DESCRIPTION (provided by applicant): Exposure to ionizing radiation from environmental sources is universal. In addition, most cancer patients receive radiation therapy. Ionizing radiation kills cells, in part, by inducing DNA double-strand breaks (DSBs). The DNA-dependent protein kinase (DNA-PK) is crucial to regulation of DSB repair. DNA-PK, which is activated by binding to broken DNA ends, phosphorylates itself, other repair proteins, and signaling molecules such as p53. The hypothesis to be tested is that DNA-PK has a decision-making, or "checkpoint" function. It is proposed that DNA-PK binds initially to DNA ends to form an arrested complex. Synapsis of one DNA end with a compatible, opposing, DNA end leads to kinase activation and checkpoint release, probably via DNA-PK catalytic subunit autophosphorylation. It is proposed that DNA-PK also senses when a DSB cannot be repaired without further processing and responds by recruiting, and potentially phosphorylating, enzymes that are required to process the ends for ligation. Alternatively, if the complex remains unrepairable, DNA-PK may phosphorylate negative regulatory sites in the complex or in tumor suppressor p53. Three specific aims are: (1) To characterize the initial complex formed when DNA-PK binds to an isolated DNA end. Points of DNA-protein crosslinking and the pattern of accessibility of protein and DNA to chemical and enzymatic probes will be characterized. (2) To characterize mechanisms involved in checkpoint release. Changes in protein-DNA contacts and protein conformation in the synaptic complex, relative to the initial complex, will be identified. Sites of DNA-PKcs phosphorylation in the synaptic complex will be identified and their function investigated. (3) To characterize the DNA-PK complex formed on a DNA end that requires processing prior to repair. Complexes will be formed on an oligonucleotide that has a hairpin terminus and is thus unrepairable without nucleolytic processing. The ability of this complex to recruit and phosphorylate the hairpin endonuclease, Artemis, will be characterized. The use of alternative substrates in the absence of Artemis, such as p53, will be investigated. An overall goal is to obtain basic insights into the regulation of DSB repair that will lead to new, mechanism-based strategies for increasing the efficacy of radiation therapy.

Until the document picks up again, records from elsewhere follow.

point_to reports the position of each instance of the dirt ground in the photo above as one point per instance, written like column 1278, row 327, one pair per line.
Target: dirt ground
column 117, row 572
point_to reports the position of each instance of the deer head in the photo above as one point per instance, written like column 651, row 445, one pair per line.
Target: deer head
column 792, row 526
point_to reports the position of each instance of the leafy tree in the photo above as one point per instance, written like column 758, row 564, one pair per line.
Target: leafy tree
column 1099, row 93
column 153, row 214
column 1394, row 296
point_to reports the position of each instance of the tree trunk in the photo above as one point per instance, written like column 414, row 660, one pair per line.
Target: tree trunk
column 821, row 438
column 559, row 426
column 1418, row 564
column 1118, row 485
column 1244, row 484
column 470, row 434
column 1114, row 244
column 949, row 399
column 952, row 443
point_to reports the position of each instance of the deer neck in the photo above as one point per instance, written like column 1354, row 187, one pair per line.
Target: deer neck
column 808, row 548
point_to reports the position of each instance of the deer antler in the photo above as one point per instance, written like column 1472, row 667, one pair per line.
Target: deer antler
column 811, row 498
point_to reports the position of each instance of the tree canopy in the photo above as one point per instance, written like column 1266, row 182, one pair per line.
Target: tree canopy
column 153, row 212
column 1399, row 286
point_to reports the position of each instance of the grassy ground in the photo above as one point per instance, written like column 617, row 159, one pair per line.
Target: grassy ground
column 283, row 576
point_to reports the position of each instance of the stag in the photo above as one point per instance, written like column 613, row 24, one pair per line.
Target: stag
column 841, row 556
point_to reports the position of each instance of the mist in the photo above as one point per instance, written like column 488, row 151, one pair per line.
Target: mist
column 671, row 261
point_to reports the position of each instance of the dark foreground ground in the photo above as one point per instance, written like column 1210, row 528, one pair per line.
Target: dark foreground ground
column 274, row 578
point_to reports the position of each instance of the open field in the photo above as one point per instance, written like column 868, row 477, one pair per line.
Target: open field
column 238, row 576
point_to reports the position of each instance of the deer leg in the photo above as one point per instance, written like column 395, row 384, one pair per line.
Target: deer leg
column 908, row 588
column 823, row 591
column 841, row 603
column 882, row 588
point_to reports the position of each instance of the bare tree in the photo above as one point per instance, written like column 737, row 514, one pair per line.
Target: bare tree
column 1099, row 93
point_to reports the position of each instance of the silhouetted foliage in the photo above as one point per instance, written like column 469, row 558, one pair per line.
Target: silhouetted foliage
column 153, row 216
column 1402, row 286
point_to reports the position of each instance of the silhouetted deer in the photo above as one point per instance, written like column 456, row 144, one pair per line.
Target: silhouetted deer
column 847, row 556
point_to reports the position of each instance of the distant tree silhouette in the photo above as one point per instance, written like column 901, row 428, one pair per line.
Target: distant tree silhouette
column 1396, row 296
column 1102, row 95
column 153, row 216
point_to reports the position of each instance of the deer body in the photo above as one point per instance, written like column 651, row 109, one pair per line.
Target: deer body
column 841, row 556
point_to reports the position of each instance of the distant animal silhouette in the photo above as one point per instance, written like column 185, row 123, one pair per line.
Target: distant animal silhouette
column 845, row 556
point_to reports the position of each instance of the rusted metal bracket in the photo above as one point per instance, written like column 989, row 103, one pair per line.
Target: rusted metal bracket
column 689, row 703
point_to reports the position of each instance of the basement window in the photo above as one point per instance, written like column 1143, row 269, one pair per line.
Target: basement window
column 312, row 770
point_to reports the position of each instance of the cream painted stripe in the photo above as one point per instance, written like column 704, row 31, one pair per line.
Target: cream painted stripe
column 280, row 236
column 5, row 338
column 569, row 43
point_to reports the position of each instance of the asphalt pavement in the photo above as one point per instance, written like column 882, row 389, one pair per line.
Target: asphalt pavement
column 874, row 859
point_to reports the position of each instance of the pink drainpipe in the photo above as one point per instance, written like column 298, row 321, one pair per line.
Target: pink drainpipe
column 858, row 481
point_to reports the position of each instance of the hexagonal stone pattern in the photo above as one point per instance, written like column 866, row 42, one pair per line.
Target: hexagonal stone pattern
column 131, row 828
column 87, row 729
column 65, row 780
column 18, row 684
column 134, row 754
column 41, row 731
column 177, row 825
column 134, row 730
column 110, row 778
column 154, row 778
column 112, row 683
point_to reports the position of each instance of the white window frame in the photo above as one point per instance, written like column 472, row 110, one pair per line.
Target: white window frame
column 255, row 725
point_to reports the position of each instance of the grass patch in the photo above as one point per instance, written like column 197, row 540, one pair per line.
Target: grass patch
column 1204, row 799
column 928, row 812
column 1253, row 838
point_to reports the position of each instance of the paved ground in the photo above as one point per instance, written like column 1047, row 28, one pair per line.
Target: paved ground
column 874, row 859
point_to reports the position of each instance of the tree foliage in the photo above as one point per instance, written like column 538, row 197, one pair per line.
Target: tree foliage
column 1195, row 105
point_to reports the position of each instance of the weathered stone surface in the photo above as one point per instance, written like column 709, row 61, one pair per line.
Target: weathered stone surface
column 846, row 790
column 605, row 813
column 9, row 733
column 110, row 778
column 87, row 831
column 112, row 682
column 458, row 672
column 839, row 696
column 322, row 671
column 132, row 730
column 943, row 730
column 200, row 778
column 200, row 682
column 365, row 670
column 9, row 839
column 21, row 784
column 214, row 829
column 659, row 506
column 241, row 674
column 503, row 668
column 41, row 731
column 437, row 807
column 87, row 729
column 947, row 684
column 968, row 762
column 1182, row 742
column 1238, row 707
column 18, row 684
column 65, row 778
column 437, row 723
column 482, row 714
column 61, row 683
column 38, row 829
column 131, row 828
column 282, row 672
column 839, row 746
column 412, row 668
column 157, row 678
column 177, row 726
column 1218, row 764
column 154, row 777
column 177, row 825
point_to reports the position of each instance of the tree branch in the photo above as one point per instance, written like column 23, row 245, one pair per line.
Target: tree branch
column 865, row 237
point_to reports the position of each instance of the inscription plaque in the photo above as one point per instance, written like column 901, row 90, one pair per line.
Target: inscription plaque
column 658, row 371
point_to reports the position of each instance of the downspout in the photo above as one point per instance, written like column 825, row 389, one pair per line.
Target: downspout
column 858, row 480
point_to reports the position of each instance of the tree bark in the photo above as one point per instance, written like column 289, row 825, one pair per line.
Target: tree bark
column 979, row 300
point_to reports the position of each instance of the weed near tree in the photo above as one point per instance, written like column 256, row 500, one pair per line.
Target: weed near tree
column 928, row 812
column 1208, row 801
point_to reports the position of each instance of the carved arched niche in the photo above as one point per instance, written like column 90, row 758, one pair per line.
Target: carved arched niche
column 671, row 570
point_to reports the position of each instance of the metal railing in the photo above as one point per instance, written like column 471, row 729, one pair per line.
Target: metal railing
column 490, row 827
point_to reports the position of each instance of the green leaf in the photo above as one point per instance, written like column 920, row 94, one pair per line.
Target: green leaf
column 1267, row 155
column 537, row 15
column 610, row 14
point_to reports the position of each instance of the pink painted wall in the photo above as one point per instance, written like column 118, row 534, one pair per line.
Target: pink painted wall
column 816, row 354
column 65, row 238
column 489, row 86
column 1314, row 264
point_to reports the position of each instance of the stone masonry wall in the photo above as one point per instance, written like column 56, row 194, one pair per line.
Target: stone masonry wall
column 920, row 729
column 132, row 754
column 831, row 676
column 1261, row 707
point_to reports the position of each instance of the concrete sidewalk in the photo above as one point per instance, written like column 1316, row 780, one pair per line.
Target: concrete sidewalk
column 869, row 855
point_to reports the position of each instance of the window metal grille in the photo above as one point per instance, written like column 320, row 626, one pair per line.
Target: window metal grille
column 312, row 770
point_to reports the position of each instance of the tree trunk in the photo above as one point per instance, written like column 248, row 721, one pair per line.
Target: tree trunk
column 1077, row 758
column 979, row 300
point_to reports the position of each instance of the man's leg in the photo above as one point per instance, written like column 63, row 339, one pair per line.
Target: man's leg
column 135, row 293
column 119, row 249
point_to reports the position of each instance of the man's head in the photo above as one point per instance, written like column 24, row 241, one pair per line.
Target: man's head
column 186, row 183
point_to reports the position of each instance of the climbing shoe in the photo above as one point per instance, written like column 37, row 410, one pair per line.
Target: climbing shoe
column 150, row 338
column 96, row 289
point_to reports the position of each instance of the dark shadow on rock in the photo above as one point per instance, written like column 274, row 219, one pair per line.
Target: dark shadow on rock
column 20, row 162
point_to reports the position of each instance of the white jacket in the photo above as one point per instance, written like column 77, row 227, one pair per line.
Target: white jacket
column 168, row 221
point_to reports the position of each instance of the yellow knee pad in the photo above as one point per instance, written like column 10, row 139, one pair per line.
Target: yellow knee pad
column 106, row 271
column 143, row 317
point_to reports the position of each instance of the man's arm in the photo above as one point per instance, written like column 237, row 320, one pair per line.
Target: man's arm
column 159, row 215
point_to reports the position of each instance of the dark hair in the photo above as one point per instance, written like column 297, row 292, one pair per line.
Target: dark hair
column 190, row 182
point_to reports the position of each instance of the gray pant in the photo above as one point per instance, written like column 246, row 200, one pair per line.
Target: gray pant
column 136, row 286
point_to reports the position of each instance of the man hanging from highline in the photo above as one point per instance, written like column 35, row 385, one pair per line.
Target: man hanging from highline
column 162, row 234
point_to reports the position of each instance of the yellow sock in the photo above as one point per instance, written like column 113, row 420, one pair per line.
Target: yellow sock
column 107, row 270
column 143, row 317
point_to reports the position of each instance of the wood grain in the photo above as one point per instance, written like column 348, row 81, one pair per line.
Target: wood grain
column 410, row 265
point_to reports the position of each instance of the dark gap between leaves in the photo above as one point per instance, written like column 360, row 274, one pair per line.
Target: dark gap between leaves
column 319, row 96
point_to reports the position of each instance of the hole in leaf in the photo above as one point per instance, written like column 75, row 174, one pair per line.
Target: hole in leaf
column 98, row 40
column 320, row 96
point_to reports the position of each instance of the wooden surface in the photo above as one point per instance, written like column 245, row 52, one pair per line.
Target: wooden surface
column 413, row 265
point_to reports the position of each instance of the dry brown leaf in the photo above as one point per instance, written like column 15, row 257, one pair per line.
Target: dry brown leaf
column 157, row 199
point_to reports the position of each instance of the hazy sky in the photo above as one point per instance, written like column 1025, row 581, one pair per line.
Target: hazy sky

描述（由申请人提供）：暴露于环境源的电离辐射是普遍的。此外，大多数癌症患者接受放射治疗。电离辐射杀死细胞，部分原因是通过诱导DNA双链断裂（DSBs）。dna依赖性蛋白激酶（DNA-PK）在DSB修复的调控中起着至关重要的作用。DNA- pk通过与断裂的DNA末端结合而激活，使自身、其他修复蛋白和p53等信号分子磷酸化。需要验证的假设是，DNA-PK具有决策或“检查点”功能。有人提出，DNA- pk最初结合到DNA末端形成一个阻滞复合物。一个DNA末端与另一个兼容的、相反的DNA末端的突触可能通过DNA- pk催化亚基自磷酸化导致激酶激活和检查点释放。有人提出，DNA-PK也能感知到DSB在没有进一步加工的情况下无法修复，并通过招募和潜在的磷酸化酶来响应，这些酶是处理末端进行结扎所需的。或者，如果复合体仍然无法修复，DNA-PK可能使复合体或肿瘤抑制因子p53中的负调控位点磷酸化。三个具体目的是：(1)表征DNA- pk与分离的DNA末端结合时形成的初始复合物。DNA-蛋白质交联点以及蛋白质和DNA对化学和酶探针的可及性模式将被表征。(2)描述检查点释放的机制。相对于初始复合物，将鉴定突触复合物中蛋白质- dna接触和蛋白质构象的变化。将鉴定突触复合体中DNA-PKcs磷酸化位点并研究其功能。(3)表征DNA末端形成的DNA- pk复合物，该复合物在修复前需要加工。配合物将在具有发夹末端的寡核苷酸上形成，因此不进行核分解处理是无法修复的。这种复合物招募和磷酸化发夹核酸内切酶Artemis的能力将被表征。在没有Artemis的情况下使用替代底物，如p53，将进行研究。总体目标是获得DSB修复调节的基本见解，这将导致新的，基于机制的策略，以提高放射治疗的疗效。